The standard deviation of the time from one recession’s start to the next recession’s start is almost 3 years. For the period from the end of one recession to the beginning of the next, it is about 2.5 years. Statistically speaking, without factoring any information besides the timing and lengths of past recessions, the probability that a recession would have begun by the time of the first standard deviation past the average date is 84.1%. That’s a pretty high probability.
So, using either of the measurements mentioned above, there is an 84.1% chance that a recession would have begun by mid-to-late 2016. Put another way, the likelihood that the year 2017 would have arrived without a recession in progress was less than 15.9%. Are you feeling lucky yet?
Let’s extend that out one more standard deviation. That puts us somewhere in early-to-mid 2019. There is only a 2.3% chance that we exit the summer of 2019 without having entered a recession. While this is not impossible, at that point we are certainly nearing the limits of probability. The only way we could reasonably expect to last beyond that point without a recession is if there has been a fundamental shift in the economic regime itself. I don’t believe any such shift has occurred or will occur anytime soon.
Are We There Yet?
Given all of the above, it is difficult to believe that we are not living on borrowed time. Why are we still recession-free? No doubt the energy markets played a role, with low prices and new domestic sources of oil and natural gas allowing for cheaper production costs (as well as a bump in energy exports). The dollar also weakened at an opportune time to allow for strengthened exports in general. For the most part, the US has wound down costly wars in far-flung places.

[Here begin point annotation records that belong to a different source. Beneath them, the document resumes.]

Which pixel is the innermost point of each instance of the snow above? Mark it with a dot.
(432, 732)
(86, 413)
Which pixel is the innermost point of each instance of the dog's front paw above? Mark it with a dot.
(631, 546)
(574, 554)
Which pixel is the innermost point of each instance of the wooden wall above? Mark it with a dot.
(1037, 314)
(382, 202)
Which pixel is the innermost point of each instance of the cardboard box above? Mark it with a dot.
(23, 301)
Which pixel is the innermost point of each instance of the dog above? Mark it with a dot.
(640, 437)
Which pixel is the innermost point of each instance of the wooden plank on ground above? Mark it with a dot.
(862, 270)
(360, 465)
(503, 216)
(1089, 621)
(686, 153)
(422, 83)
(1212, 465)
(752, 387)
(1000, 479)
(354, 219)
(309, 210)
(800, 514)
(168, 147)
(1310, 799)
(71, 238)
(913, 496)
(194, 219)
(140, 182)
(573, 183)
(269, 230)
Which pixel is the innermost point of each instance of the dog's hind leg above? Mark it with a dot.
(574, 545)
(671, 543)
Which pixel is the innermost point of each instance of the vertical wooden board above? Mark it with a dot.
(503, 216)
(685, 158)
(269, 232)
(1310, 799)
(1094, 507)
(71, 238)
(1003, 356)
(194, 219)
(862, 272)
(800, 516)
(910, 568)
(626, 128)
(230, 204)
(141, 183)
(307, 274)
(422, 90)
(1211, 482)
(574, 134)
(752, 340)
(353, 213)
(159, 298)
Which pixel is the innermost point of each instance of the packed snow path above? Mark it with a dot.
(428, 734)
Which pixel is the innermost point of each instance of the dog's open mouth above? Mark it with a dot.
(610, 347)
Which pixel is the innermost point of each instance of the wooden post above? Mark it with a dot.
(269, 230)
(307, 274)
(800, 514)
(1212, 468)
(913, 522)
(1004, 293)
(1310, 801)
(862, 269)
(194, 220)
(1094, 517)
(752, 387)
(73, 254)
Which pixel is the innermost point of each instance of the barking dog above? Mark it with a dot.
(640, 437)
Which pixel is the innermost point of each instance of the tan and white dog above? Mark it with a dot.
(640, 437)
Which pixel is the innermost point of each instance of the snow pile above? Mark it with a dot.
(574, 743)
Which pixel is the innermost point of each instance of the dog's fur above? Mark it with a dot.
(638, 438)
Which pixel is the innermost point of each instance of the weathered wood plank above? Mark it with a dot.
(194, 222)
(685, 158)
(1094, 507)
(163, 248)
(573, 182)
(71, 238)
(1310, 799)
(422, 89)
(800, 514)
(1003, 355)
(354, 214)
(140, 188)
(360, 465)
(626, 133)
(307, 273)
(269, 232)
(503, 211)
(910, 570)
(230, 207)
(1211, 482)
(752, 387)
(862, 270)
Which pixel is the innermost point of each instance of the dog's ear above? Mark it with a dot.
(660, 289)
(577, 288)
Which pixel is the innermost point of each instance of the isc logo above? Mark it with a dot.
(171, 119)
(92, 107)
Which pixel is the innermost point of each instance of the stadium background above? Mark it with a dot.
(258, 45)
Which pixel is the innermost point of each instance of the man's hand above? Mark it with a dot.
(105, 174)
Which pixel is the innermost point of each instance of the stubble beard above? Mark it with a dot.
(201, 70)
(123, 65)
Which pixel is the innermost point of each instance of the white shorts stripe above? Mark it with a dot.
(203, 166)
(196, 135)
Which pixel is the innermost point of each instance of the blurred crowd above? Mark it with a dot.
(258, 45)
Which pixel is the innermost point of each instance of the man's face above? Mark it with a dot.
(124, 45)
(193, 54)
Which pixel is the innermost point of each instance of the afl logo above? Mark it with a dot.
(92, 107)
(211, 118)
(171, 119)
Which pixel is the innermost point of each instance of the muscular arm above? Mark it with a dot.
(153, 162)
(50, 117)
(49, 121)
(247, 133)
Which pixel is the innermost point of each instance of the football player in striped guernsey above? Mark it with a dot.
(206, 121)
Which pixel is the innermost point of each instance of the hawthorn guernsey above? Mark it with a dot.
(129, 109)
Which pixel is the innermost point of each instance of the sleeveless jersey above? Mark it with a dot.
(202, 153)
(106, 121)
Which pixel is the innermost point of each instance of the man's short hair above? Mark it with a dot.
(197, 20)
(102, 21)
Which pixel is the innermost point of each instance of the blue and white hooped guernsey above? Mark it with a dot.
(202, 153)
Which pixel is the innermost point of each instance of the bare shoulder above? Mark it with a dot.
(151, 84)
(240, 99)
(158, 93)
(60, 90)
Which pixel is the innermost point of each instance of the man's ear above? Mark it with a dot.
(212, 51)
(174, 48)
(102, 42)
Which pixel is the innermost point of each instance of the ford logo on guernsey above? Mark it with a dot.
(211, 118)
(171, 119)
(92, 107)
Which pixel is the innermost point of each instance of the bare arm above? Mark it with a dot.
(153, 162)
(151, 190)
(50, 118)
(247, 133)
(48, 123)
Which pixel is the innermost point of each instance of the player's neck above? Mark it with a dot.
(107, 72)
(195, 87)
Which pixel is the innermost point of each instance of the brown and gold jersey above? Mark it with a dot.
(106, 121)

And just as all of those benefits may have been winding down, there was a post-election Trump Bump in the stock market, which might have translated into some gains in the real economy. And regardless of the long-term repercussions, a short-term bounce in the market and actual business is closely tracking the recent tax reforms. If President Trump manages to push through that massive infrastructure bill he’s been promising since the campaign trail, that could prop up the economy even longer.
In either case, it seems we have managed to buy ourselves some time. How much is anybody’s guess.